La rivoluzione del Calvarino (che emoziona in verticale)
Il Calvarino è il vino di famiglia per Pieropan. È un pensiero incastonato in bottiglia, che racconta l’evoluzione di una consapevolezza enologica cresciuta di generazione in generazione. Il vigneto era già parte del primo nucleo di terreni acquistati nel 1880 da Leonildo Pieropan, medico condotto a Soave e appassionato di vino. È stato però il nipote – anche lui Leonildo – a imporre una svolta all’azienda, contribuendo a fare la storia della cultura enoica italiana. Tornato dalla Scuola di enologia di Conegliano, ha lasciato basiti tutti i compaesani introducendo innovazioni in vigna (come la potatura verde, per ridurre la produzione e aumentare la qualità delle uve) e in cantina. Si deve a lui infatti la scelta di mettere il Calvarino in etichetta, facendone il primo singolo appezzamento di vino nativo italiano. Un cru di vitigni autoctoni – la Garganega e il Trebbino di Soave, oggi in proporzione 70/30 – che nel 2021 ha celebrato le 50 vendemmie. C’è chi ricorda ancora l’etichetta scritta a mano da Alice Pieropan come emblema di un vino della famiglia. E proprio perché ogni generazione ci ha messo del suo, anche Dario Pieropan (figlio di Leonildo, oggi l’enologo della cantina) ha giocato un ruolo essenziale nel 2003, proponendo di uscire un anno dopo.
«Il Calvarino era un vino d’annata – ricorda – e tutti dicevano: è buono quando è finito. Era però troppo giovane e ho spinto per farlo uscire dopo. Una scelta non facile, perché sarebbe costato non poco e poi avevamo una cantina piccola per stoccarlo. Alla fine però mio padre mi ha dato spazio e dal 2003 il vino matura in vasche di cemento un anno in più».
Opzione rischiosa, ma capace di seguire la linea della vita di un vino che oggi – per chi ha la fortuna di assaggiare le vecchie annate – è un baluardo di longevità e uno spot facile alla bellezza del cemento anche per i vini bianchi. Se infatti al sorso il 2020 (oggi sul mercato) non soffre il calore dell’annata e si propone con un’acidità elegante, una mineralità viva e una sapidità che ne allunga la persistenza, l’annata 2014 ha sentori più vivi e umidi, un’acidità presente e un profilo definito, plastico, elegante; ancora l’assaggio dell’annata 2011 si allarga con una complessità sapida e minerale.
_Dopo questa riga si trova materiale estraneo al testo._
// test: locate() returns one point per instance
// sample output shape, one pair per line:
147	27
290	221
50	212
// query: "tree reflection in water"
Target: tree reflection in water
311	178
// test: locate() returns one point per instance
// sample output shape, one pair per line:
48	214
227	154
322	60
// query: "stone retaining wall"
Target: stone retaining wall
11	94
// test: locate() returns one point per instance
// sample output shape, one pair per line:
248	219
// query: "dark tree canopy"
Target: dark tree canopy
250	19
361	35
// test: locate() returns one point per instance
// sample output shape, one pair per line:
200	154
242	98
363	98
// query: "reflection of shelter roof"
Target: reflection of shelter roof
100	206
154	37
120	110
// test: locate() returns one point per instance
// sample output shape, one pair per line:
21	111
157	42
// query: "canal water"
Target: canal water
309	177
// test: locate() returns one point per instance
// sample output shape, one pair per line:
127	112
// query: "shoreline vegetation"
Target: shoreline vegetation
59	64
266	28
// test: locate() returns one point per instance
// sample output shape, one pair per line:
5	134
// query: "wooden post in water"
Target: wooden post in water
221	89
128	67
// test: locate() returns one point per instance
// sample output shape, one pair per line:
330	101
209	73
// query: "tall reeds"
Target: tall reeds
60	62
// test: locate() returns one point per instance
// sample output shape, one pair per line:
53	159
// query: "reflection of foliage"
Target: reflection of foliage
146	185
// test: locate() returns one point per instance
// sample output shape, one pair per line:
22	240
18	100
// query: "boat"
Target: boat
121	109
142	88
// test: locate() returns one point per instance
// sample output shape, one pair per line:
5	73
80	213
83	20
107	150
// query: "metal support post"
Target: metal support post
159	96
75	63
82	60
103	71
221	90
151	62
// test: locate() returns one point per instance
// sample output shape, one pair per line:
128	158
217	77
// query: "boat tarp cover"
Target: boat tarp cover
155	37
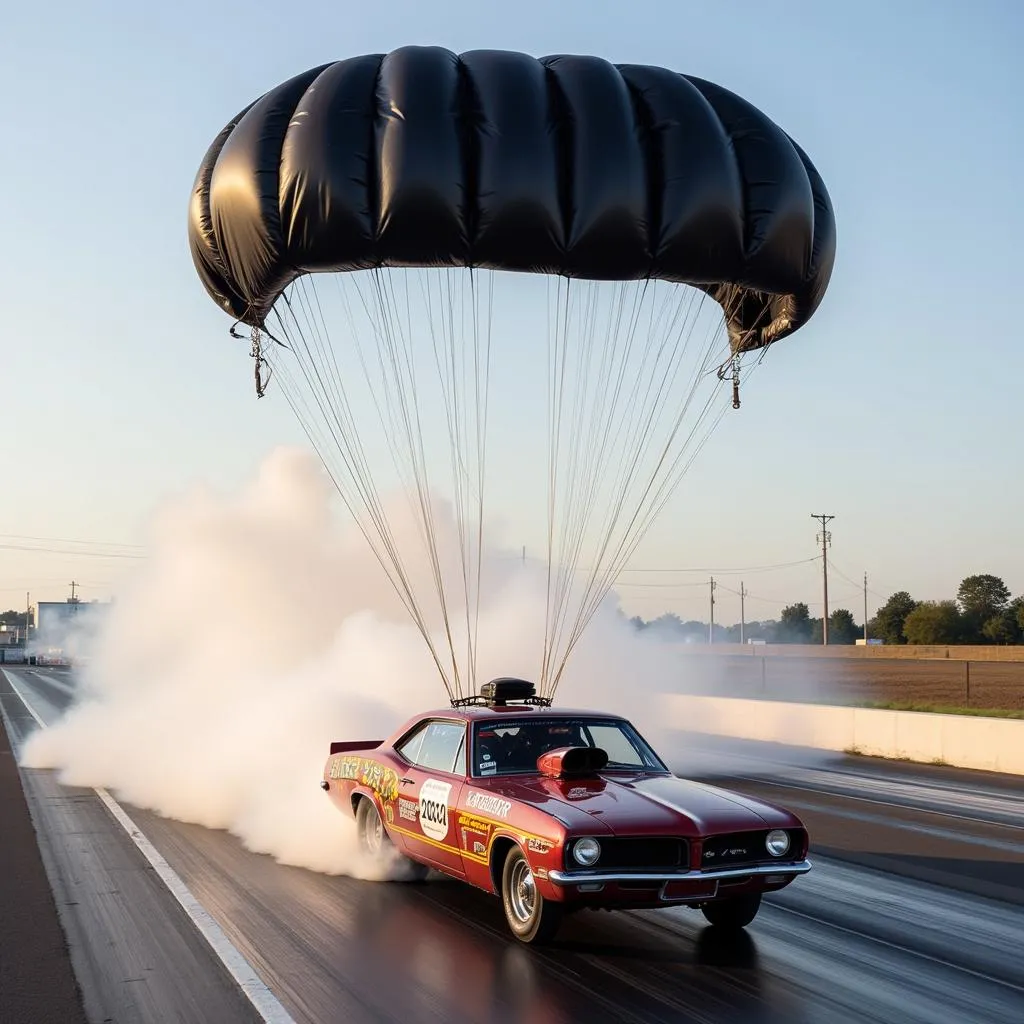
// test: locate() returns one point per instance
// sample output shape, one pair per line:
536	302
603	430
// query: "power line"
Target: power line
825	538
70	551
66	540
734	571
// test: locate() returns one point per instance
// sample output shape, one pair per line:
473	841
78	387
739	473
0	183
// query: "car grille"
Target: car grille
636	854
741	848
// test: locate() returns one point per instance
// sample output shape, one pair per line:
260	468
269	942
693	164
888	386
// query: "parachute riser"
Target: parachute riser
732	364
256	353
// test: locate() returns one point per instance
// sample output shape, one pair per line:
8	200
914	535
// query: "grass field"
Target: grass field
857	680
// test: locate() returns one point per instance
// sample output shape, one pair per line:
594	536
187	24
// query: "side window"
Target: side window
410	749
440	744
436	744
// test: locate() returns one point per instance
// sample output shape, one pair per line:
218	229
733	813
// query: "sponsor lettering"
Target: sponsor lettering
488	805
345	768
380	778
433	808
473	823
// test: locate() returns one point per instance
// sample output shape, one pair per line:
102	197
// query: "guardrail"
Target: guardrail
962	740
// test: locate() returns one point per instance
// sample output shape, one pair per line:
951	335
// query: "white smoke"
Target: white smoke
257	631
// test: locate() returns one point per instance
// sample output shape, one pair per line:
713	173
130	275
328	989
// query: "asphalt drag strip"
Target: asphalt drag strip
37	982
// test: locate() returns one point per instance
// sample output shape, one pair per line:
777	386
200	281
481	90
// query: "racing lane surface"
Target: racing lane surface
135	954
844	943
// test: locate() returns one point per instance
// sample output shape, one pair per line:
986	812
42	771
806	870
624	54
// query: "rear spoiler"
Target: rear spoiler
358	744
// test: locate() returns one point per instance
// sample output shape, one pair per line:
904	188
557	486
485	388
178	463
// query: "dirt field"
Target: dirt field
854	680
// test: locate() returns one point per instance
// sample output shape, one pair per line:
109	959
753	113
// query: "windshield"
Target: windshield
512	748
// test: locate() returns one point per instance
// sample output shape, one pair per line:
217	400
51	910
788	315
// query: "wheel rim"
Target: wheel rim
373	832
522	892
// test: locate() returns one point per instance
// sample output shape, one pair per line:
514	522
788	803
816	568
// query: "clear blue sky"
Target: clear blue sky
896	409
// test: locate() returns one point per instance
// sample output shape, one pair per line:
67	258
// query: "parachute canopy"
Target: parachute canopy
558	165
414	181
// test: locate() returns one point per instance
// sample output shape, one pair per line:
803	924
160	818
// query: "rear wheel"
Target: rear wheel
732	914
530	918
375	842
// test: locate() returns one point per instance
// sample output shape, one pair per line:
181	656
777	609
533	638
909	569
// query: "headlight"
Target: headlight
586	851
777	842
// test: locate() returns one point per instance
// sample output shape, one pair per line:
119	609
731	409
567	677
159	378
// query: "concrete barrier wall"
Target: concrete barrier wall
952	652
967	741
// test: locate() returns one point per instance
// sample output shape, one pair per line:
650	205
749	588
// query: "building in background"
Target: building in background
64	629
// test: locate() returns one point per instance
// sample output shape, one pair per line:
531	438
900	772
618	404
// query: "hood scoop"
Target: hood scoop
571	762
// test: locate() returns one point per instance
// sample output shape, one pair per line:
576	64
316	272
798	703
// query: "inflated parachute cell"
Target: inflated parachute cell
558	165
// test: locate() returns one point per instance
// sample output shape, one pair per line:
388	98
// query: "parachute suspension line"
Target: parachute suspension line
398	347
318	367
641	450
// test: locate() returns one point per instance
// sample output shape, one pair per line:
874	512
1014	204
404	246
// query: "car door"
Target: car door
429	788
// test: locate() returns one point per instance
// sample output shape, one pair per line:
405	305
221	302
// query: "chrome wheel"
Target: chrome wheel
529	915
522	892
372	834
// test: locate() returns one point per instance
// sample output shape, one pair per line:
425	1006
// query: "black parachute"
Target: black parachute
562	165
630	194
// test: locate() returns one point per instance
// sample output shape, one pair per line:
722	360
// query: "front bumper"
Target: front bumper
597	878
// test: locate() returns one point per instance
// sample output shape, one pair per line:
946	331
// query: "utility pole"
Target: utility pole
711	628
865	609
825	538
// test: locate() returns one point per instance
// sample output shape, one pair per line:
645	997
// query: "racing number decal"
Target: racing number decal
433	808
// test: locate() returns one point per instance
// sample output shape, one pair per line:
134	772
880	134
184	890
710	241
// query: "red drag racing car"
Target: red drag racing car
556	810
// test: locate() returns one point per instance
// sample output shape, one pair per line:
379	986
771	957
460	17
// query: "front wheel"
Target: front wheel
529	915
732	914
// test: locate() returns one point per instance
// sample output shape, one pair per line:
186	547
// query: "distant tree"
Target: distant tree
1001	628
842	628
888	622
981	598
795	625
933	623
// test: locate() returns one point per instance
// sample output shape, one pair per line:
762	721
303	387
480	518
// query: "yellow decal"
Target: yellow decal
380	778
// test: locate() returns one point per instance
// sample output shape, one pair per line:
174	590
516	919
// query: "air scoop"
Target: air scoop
571	762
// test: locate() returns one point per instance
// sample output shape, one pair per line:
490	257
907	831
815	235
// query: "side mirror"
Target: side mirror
569	762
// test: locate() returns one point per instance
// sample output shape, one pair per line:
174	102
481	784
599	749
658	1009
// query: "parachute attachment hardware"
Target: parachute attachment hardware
257	354
723	371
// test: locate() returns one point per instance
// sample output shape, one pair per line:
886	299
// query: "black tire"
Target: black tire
530	918
732	914
375	842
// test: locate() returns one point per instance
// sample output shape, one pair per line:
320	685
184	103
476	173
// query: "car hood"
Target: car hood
626	804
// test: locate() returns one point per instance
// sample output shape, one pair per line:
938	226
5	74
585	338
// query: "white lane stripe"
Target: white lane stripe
240	969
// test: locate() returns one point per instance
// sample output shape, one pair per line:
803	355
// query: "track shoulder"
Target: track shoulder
37	981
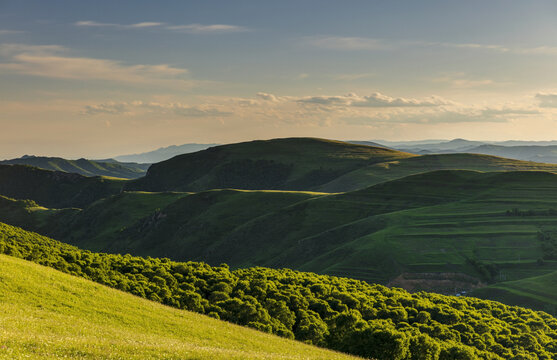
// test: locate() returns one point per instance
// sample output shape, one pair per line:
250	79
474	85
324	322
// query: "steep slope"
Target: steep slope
444	231
306	164
82	166
284	164
338	313
163	153
390	170
54	189
546	154
47	314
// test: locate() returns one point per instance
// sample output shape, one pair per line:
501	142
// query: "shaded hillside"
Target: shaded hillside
390	170
46	314
82	166
284	164
54	189
547	154
306	164
337	313
433	229
163	153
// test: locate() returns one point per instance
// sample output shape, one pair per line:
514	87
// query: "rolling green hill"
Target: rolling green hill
307	164
46	314
283	164
444	231
55	189
82	166
337	313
È però la degustazione del Calvarino 1992, annata considerata orribile, a emozionare con un invecchiamento pazzesco: in trent’anni di bottiglia non ha perduto mineralità (al naso emerge il basalto che assieme al tufo caratterizza i terreni) e l’acidità, sia pure armonizzata, di un vino vivo e bello, tagliente e sapido.